Supreme Court Backs Redrawn Texas House Maps.
Through a unsigned ruling, the nation's top court has allowed Texas to employ a redrawn congressional boundary scheme that is projected to include as many as five new GOP-friendly districts. The six-to-three ruling, released on Thursday, grants a appeal by the state to overturn a lower court's injunction that had rejected the redistricting plan in November.
Justices' Rationale
The lower court wrongly interjected itself into an active primary campaign, causing significant confusion and upsetting the delicate balance of power in elections, the justices wrote in detailing its decision.
That lower court had previously found that Texas had probably sorted voters according to their race – a practice known as racial gerrymandering – when it passed the redistricting plan.

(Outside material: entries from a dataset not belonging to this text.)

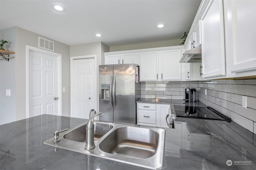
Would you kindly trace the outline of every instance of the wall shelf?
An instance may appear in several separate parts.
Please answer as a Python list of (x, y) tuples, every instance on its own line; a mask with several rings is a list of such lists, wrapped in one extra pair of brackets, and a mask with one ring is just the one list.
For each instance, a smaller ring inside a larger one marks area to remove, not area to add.
[[(9, 61), (9, 59), (11, 59), (12, 58), (14, 58), (14, 57), (10, 57), (9, 55), (10, 54), (15, 54), (15, 53), (12, 51), (6, 51), (5, 50), (0, 50), (0, 55), (2, 55), (2, 57), (3, 57), (0, 58), (0, 60), (2, 60), (3, 59), (5, 59), (7, 61)], [(8, 55), (8, 57), (5, 57), (5, 55)]]

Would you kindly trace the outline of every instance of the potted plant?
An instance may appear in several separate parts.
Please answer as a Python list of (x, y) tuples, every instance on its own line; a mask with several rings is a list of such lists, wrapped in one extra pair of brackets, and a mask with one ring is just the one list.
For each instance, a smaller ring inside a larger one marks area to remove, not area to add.
[(182, 43), (180, 44), (180, 45), (184, 45), (185, 43), (185, 41), (186, 41), (186, 39), (187, 38), (187, 37), (188, 36), (188, 33), (186, 33), (186, 32), (184, 33), (184, 35), (182, 37), (182, 38), (181, 38), (181, 39), (183, 39), (183, 41)]
[(2, 50), (5, 50), (3, 48), (3, 47), (4, 46), (4, 44), (5, 44), (6, 43), (8, 43), (8, 41), (2, 39), (2, 40), (0, 41), (0, 42), (1, 42), (1, 44), (0, 44), (0, 49)]

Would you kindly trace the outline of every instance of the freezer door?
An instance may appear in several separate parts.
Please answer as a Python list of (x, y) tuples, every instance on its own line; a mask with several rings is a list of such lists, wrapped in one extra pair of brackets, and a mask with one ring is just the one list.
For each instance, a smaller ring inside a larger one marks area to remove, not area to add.
[(113, 65), (99, 66), (99, 82), (100, 120), (113, 122)]
[(135, 124), (135, 64), (114, 64), (113, 86), (114, 122)]

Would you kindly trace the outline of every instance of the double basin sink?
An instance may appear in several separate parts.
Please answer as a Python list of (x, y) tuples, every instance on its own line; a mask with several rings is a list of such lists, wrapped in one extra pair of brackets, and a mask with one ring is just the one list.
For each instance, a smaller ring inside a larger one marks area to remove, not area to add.
[(86, 150), (86, 123), (60, 133), (44, 143), (53, 147), (153, 169), (163, 166), (165, 131), (135, 125), (94, 122), (95, 148)]

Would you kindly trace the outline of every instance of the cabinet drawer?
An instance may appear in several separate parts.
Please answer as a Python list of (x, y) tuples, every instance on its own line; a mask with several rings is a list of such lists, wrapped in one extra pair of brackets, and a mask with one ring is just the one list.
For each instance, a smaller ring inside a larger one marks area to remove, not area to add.
[(156, 124), (156, 111), (138, 110), (138, 124)]
[(138, 109), (156, 110), (156, 105), (155, 104), (138, 103)]

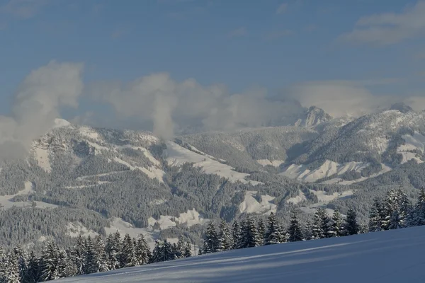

It had instructed the state to revert to the boundaries drawn after the most recent national count for the forthcoming election.
Sharp Dissent
With a forcefully written objection, Justice Elena Kagan took issue with the court's ruling. She stated that it disrespected the work of the lower court, pointing out that its opinion was crafted by a judge selected by ex-President Donald Trump.
While our court is superior in jurisdiction, we are not superior in making these fact-intensive determinations, Kagan stated in a dissent co-signed by Justices Sonia Sotomayor and Ketanji Brown Jackson.
Kagan added, This court's stay guarantees that Texas's redistricting plan, with all its boosted political tilt, will govern next year's elections. And it means that many Texas residents, without justification, will be sorted in electoral districts because of their race. And that result, as this court has declared consistently, is a breach of the constitution.
National Map-Drawing Fight
The ruling comes amid a nationwide fight over the redrawing of electoral maps. Texas is a crucial component in efforts to transform the U.S. House map to protect a fragile Republican majority. Usually, boundary revision takes place after a ten-year survey. Yet the move by Texas Republicans to move ahead with a brazen mid-cycle redistricting earlier this year triggered a chain reaction among other states.
Conservative legislators in states like North Carolina and Missouri have also passed new maps that might create several more Republican-leaning seats. The opposition, in response, have countered with their own plans in states like California and Virginia, which might neutralize those projected gains.
Political Responses
The Texas top lawyer praised the High Court's decision. In a statement, he said the order protected Texas's prerogative to draw a map that guarantees representation aligned with the GOP. Our state is leading the charge to reclaim the nation, one district and one state at a time, he stated.
On the other hand, opposition party officials criticized the ruling. It is deeply disheartening that the Court has endorsed this severely racially gerrymandered plan from Texas Republicans, said the head of a major Democratic election organization.
A top Democratic leader stated the court had another time damaged its standing by approving a racially gerrymandered map. This decision from the Court's far-right bloc proves extremists are willing to rig elections. The Texas map is a discriminatory power grab targeting Black and Latino voters, he added.